Dar had to blink at this news.
“You have?” said Syd. “May I ask where?”
“Detective Ventura showed it to me during the course of the investigation of the accident,” said Trace.
“Lieutenant Robert Ventura,” said Syd, “of the Los Angeles Police Department’s homicide unit.”
“That’s correct,” said Trace. “But both Lieutenant Ventura and Captain Fairchild assured me…assured me, Ms. Olson…that this…video ‘reenactment’ was based on faulty data and completely unreliable.”
Dar cleared his throat. “Mr. Trace, you seem confident that the video is not showing you the murder of your son. May I ask why you’re so confident?”
Dallas Trace fixed Dar with his cold stare. “Of course, Dr. Minor. First of all, I respect the professionalism of the detectives in question—”
“Ventura and Fairchild of LAPD homicide,” interrupted Syd.
Trace’s gaze never left Dar. “Yes, Detectives Ventura and Fairchild. They spent hundreds of hours on the case and ruled out foul play.”

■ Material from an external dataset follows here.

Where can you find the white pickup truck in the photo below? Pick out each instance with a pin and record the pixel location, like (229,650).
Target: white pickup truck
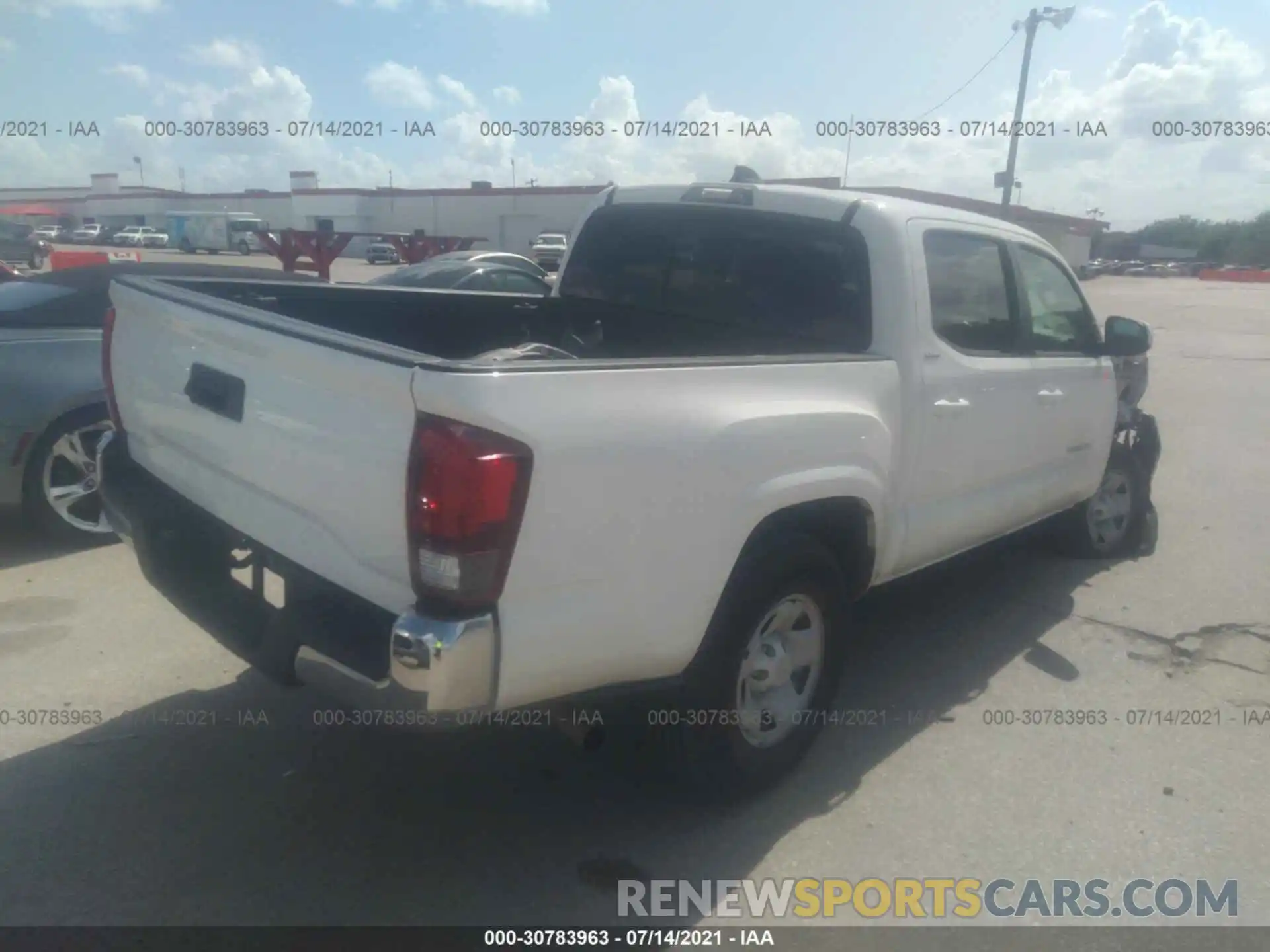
(742,407)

“Did you speak to anyone in the LAPD Traffic Investigation Unit?” asked Dar. “Sergeant Rote, perhaps? Or Captain Kapshaw?”
The attorney shrugged. “I spoke to many people involved, Dr. Minor. I probably spoke to those men. Certainly I spoke with Officer Lentile—who wrote the accident report—as well as with Officer Clancey, Officer Berry, Sergeant McKay, and the others who were there that night.” The strong muscles around Trace’s thin lips quirked upward again, but the resulting smile did not reach his eyes. “I am not without my own slight abilities of interrogation and cross-examination.”
“Undoubtedly,” said Syd, drawing the att
orney’s gaze back to her, “but did you speak to the claimants—the other two people directly involved in the accident—Mr. Borden and Ms. Smiley?”
Trace shook his head. “I read their depositions. I had no interest in speaking with them.”
“They were reported to have moved to San Francisco,” said Syd, “but the San Francisco police cannot locate them at the present time.”
Trace said nothing. Without actually glancing at his watch, he made it obvious that they were wasting his expensive time. Dar could only look at Syd. When had she tracked down this information?
“Did you know that your son had an alias, Mr. Trace? That he had identity papers under the name of Dr. Richard Karnak and worked at a medical clinic called California Sure-Med?”
“Yes,” said Trace, “I became aware of that.”
“Was your son a doctor, Mr. Trace?”
“No,” said the attorney. His voice seemed to hold no tension or defensive tone. “My son was a perpetual student… He was in his thirties and still attending graduate classes, never finishing any. He spent one year in medical school.”
“How did you become aware of your son’s alias and involvement with the Sure-Med clinic, Mr. Trace?” said Syd. “Through Detectives Ventura or Fairchild?”
Trace shook his head slowly. “Nope. I hired my own private investigator.”
“And you’re aware that the California Sure-Med clinic was an injury mill—a source for fraudulent insurance claims—and that your son had violated state and federal laws by posing as a doctor and sending in false injury reports,” Syd said.
“I am aware of that now, Investigator Olson,” Trace said, voice flat. “Do you intend to indict my son?”
Syd did not break away from the lawyer’s eagle gaze.
Trace sighed and dropped his feet to the floor. He ran his hands over his combed-back gray hair and adjusted the leather thong holding his ponytail in place. “Investigator, I’m afraid I’m ahead of you here. What the police didn’t turn up, my private investigator did. I discovered and acknowledge now, on the record, that my son was part of—what did you call it?—an injury mill. A fraudulent-claims network run by what the fraud business calls a ‘capper’?”